Visiting Rhinebeck, NY: The Perfect Hudson Valley Base
Rhinebeck is a great place to serve as a base for your Hudson Valley visit.
The village itself is small. You can walk the whole downtown in twenty minutes. But it is packed with good restaurants and high end little shops, and it sits right where you want to be.
Route 9 runs straight through the middle of town. Head south on it and you reach FDR's Presidential Library, the Culinary Institute of America, and the Vanderbilt Mansion. Cross the bridge and you are in Kingston. Everything is a short drive.
So you get a pretty village to come home to, and a whole region within reach.

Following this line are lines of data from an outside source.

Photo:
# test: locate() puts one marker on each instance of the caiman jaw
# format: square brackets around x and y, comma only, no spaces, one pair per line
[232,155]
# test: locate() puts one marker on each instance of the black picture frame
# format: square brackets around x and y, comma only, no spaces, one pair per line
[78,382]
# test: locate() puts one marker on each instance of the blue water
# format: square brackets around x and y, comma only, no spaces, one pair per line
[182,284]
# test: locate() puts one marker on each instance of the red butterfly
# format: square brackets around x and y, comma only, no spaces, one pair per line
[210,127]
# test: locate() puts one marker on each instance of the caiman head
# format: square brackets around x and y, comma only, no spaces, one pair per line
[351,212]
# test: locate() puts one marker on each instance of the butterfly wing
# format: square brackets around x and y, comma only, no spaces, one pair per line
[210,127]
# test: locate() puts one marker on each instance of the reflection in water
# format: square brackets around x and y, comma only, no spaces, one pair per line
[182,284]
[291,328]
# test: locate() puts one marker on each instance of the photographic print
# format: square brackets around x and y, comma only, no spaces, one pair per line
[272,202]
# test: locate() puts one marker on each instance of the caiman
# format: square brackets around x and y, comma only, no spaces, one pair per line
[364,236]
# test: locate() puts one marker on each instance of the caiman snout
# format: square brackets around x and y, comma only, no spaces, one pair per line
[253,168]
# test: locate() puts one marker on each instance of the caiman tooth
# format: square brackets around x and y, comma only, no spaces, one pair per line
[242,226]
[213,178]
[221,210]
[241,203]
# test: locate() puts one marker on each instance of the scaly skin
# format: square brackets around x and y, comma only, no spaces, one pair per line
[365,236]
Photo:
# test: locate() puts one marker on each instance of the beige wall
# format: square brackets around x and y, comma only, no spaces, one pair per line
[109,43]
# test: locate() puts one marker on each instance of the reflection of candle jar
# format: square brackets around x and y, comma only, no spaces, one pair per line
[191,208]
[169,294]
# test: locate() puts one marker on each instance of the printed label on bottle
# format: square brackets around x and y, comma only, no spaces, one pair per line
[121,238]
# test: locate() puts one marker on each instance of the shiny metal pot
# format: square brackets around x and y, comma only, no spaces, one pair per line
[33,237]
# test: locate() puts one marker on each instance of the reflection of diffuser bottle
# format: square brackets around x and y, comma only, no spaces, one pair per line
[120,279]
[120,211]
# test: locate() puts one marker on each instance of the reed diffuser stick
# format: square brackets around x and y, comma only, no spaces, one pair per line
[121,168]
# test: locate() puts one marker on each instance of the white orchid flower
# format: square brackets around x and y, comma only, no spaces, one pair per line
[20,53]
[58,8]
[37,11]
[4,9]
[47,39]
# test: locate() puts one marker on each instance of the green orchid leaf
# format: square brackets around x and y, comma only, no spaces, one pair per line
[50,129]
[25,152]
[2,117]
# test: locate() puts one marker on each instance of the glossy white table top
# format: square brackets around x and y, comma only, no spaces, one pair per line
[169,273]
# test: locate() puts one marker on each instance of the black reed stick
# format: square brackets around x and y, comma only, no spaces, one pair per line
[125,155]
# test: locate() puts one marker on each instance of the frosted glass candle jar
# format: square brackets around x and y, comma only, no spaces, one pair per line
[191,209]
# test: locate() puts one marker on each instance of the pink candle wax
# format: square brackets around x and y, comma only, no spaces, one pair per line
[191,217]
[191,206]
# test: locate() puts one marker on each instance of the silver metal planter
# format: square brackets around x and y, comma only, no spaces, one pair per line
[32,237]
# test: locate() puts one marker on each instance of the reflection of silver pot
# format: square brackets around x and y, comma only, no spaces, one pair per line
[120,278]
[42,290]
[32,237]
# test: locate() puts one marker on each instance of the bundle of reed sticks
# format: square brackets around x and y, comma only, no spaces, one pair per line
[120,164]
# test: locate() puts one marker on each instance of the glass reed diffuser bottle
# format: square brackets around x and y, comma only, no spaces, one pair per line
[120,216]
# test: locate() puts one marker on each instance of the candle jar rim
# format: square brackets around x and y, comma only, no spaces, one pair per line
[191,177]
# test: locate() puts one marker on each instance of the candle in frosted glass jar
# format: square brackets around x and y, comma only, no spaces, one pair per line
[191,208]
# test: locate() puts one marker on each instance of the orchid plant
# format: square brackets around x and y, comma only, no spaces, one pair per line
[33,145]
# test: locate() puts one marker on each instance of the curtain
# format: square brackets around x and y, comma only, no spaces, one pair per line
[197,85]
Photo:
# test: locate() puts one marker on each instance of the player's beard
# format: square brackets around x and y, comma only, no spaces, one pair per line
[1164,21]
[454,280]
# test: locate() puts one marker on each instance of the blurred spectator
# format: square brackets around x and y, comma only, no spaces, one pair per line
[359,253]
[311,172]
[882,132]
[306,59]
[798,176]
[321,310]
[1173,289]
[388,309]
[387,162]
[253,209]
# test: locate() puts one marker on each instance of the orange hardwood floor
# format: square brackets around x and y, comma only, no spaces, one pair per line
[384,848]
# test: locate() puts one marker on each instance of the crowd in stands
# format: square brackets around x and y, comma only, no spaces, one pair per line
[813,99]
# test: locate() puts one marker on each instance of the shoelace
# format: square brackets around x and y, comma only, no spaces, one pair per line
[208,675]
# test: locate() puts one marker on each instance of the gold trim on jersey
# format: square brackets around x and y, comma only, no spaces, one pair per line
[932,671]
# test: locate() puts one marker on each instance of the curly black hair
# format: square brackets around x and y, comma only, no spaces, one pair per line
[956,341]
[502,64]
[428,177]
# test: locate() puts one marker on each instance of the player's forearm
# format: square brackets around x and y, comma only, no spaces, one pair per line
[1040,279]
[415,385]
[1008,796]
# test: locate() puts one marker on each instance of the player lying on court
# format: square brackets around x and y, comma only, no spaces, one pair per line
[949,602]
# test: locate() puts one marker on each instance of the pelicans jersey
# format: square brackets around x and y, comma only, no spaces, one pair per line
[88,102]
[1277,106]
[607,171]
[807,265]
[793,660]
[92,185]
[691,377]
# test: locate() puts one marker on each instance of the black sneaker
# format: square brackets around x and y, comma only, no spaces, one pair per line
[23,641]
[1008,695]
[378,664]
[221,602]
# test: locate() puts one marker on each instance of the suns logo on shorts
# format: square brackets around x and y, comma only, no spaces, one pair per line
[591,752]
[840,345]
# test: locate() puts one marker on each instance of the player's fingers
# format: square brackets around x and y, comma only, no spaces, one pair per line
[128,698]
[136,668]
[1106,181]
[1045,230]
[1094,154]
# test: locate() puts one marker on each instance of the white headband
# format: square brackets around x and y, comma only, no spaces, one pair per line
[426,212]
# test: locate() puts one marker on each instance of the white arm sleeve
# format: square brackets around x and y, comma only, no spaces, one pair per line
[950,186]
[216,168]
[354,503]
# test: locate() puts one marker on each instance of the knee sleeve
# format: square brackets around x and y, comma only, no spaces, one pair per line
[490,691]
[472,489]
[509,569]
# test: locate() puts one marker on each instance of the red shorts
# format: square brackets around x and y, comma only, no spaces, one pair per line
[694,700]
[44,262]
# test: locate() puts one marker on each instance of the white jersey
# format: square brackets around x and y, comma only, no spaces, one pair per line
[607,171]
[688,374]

Here is what we did and where we ate.
Downtown Rhinebeck stores at dusk. All photos by John O’Boyle / The Empty Nest Explorers
Why Rhinebeck Works as a Base
The village is compact and easy. That is the appeal.
You park once and walk. Shops, restaurants, and the old inn all sit within a few blocks of each other.
Then Route 9 does the rest. Hyde Park and the Roosevelt sites are just down the road. Kingston is across the bridge. The Aerodrome is a few minutes north.
We stayed across the river at the Residence Inn in Kingston, because we had a hotel credit to use. That worked fine. The drive over the bridge takes about twenty minutes.
If you would rather stay in the village itself, you have good options. More on that below.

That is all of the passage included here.